The Center for Information Technology Research in the Interests of Society (CITRIS), a partnership between the University of California, Berkeley, UC Davis, UC Santa Cruz and UC Merced, has been awarded a $7.5 million grant by the National Science Foundation Information Technology Research program. The grant, involving UC Berkeley and UC Davis investigators, will support research on using information technology to boost energy efficiency of buildings and increase disaster preparedness.
The vision behind CITRIS is to make the real world "smart" with networks of tiny sensors. Networks of energy sensors in office buildings could monitor and control energy use, reducing both costs and greenhouse gas emissions. Emergency networks could save lives and property by providing advanced warning of disasters, getting accurate information to rescuers and authorities, and maintaining communications after a disaster.
UC Davis will receive $875,000 from the ITR award, said computer scientist Bernd Hamann.
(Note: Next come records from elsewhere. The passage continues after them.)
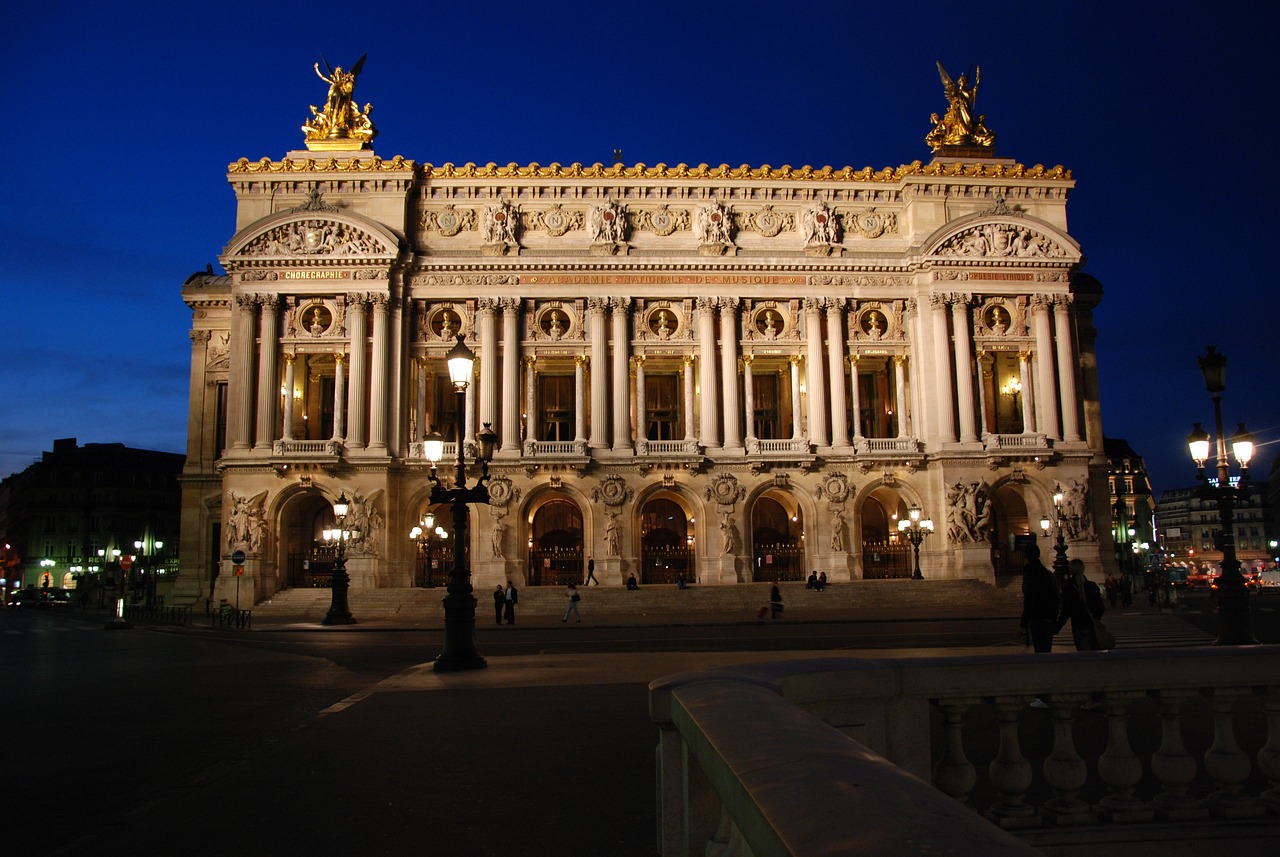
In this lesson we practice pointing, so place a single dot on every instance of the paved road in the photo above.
(342, 739)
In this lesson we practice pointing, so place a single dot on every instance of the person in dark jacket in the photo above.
(1082, 604)
(1040, 603)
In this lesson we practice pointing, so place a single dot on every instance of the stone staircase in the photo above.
(867, 599)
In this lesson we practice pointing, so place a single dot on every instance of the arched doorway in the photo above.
(1010, 531)
(777, 539)
(307, 559)
(556, 544)
(885, 554)
(434, 549)
(666, 542)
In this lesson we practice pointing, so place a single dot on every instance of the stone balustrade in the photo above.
(833, 755)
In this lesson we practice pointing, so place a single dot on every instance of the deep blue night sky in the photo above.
(122, 119)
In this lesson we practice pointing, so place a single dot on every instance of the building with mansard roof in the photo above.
(731, 374)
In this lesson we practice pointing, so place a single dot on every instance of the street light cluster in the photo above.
(1061, 525)
(915, 528)
(425, 535)
(1232, 594)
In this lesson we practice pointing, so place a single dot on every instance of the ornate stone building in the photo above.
(730, 372)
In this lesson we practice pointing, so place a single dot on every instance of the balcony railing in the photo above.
(1016, 441)
(292, 448)
(1139, 746)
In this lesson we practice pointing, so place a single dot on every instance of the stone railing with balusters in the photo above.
(1016, 441)
(1150, 745)
(894, 445)
(293, 448)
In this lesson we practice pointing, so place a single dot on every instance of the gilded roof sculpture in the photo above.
(341, 124)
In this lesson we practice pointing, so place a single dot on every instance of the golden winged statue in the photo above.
(341, 124)
(958, 127)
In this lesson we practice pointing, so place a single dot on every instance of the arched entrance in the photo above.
(307, 559)
(885, 554)
(777, 539)
(1010, 531)
(434, 549)
(666, 542)
(556, 544)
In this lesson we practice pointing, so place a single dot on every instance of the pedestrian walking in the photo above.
(1040, 603)
(1082, 604)
(510, 600)
(574, 597)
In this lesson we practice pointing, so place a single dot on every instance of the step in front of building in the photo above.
(909, 597)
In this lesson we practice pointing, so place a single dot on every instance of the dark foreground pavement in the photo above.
(536, 755)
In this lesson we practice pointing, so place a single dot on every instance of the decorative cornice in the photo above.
(375, 164)
(974, 169)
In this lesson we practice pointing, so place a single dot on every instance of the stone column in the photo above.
(1024, 371)
(421, 400)
(268, 374)
(944, 377)
(357, 412)
(960, 324)
(813, 363)
(530, 416)
(488, 344)
(378, 398)
(599, 386)
(287, 417)
(621, 360)
(197, 400)
(855, 397)
(339, 397)
(1066, 367)
(1046, 399)
(904, 429)
(730, 406)
(579, 398)
(796, 418)
(690, 435)
(707, 370)
(510, 420)
(836, 337)
(641, 421)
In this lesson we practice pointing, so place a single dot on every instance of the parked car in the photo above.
(24, 597)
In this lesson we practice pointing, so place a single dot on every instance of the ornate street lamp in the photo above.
(915, 530)
(339, 614)
(1060, 523)
(425, 535)
(1232, 594)
(460, 605)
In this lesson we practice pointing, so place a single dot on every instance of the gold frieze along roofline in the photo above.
(746, 173)
(374, 164)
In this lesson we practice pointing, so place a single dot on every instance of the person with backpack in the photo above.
(1082, 604)
(1040, 603)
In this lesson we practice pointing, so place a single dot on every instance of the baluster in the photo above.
(1064, 769)
(1225, 762)
(955, 774)
(1269, 757)
(1174, 768)
(1010, 771)
(1119, 766)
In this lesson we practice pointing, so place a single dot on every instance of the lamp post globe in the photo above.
(1232, 592)
(339, 613)
(460, 605)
The money will go to Ben Yoo in the electrical and computer engineering department for developing high-speed network technology, and to Hamann, Ken Joy, Kwan-Liu Ma and Nelson Max at the Center for Image Processing and Integrated Computing to develop visualization and virtual reality systems that will enable scientists to work with very large amounts of data.
The NSF award is part of the federal government's ITR initiative, which will channel over $156 million in grants through NSF in the next three to five years.
CITRIS also announced last week that Ruzena Bajcsy, former head of the Directorate for Computer and Information Science and Engineering at NSF, is to be the first director of the institute.
Bajcsy has over 40 years of research experience in robotics, artificial intelligence and machine perception. She also has interests in neuroscience and is a member of both the National Academy of Engineering and the Institute of Medicine. She has two doctoral degrees, from Slovak Technical University, Slovakia, and from Stanford University. After graduating from Stanford, she joined the University of Pennsylvania where she founded the General Robotics and Active Sensory Perception (GRASP) laboratory in 1978.
Founded earlier this year, CITRIS is one of four California Institutes for Science and Innovation proposed in response to a plan by Governor Gray Davis to develop the next wave of technology. CITRIS will receive $100 million in state funds over the next four years, matched by at least $200 million in support from industry, grants and private donors.